With fruit fly attacks resulting in heavy losses faced by farmers, efforts have been implemented to control the fruit fly population. A method is sterile insect release technique (SIT), which involves sterilizing males by irradiation and releasing them outdoor for mating with wild females to derive unfertilized eggs. However, the irradiation method presents disadvantages of decreased mating ability of sterile males, and shortened life span of these males, which reduces the efficiency of SIT in controlling fruit fly population.
The technology presents a sterile male generation method using electron beam radiation. Electron beam radiation produces infertile males with comparable mating ability without impacting on their life span. Furthermore, the technology presents another advantage of reducing the density of infertile males required for fruit fly population control. Therefore, the current infertile male fly generation method can be implemented for SIT programs to control fruit fly population.
The technology provider is seeking collaboration with partners in the crop and pest industries for co-development, and testing and evaluation of the technology.
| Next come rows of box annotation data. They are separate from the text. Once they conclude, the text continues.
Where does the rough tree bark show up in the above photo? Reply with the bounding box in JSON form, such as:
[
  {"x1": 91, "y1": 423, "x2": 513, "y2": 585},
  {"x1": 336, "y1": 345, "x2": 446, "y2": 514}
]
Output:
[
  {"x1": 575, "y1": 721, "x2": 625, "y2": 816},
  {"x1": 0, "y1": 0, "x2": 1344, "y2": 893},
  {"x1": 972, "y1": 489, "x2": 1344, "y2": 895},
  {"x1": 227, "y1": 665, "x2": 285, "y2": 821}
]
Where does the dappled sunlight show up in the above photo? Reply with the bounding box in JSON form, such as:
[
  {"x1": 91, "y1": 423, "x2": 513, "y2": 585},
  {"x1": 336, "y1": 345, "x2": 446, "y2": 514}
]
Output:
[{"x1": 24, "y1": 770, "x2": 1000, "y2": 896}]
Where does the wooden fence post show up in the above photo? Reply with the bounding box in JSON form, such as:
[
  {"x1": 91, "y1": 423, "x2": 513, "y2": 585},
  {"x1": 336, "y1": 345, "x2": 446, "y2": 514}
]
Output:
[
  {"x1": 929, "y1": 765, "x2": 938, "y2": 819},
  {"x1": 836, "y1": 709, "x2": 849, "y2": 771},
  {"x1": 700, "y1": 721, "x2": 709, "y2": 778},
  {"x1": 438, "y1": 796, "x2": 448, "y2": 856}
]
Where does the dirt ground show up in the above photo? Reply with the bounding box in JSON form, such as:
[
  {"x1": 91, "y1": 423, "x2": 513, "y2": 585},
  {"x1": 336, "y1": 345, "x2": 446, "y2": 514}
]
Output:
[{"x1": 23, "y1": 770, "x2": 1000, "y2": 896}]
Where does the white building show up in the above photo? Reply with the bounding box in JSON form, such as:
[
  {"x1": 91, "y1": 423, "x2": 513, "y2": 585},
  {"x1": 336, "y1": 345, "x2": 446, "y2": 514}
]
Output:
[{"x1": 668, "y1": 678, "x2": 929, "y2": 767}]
Technology Features, Specifications and Advantages
Male insect pupae are irradiated with electron beam at 200 Gy to sterilize them. These infertile males develop and mate with females without much significant difference in mating ability when compared to untreated males. As a result, the eggs laid by the females post-mating do not hatch. Furthermore, the survival rates of these infertile males exhibit no difference from that of normal males. The technology presents another advantage where it does not require as many infertile males as with what the conventional irradiations would require. By mixing treated infertile males with normal males at a ratio of 9:1 and having them mate with female flies, the laid eggs suffer significant infertility.
Traditional SIT programs use hazardous gamma radiation or X-rays to generate sterile males. Electron beam is fairly safe for users and can be accessed by general users. The sterile males generated by the electron beam are highly infertile for use in SIT programs.
With climate changes, there have been frequent invasions of flies and insect pests. SIT is currently applied to control various invasive insect pests including fruit flies in USA, China, Korea, Japan, and Europe. SIT programs are expensive to implement with each costing in the million dollars-range. The current technology can be applied in these SIT programs to enhance the efficiency and effectiveness of the program by producing and releasing fitter sterile males with comparable mating ability and unaffected life span to mate with wild females.
In terms of safety, electron beam is superior compared to other forms of fruit fly sterilization methods including gamma radiation and X-rays.
The resulting quality of the sterility by the electron beam exhibits little difference when compared to conventional gamma radiation or X-rays.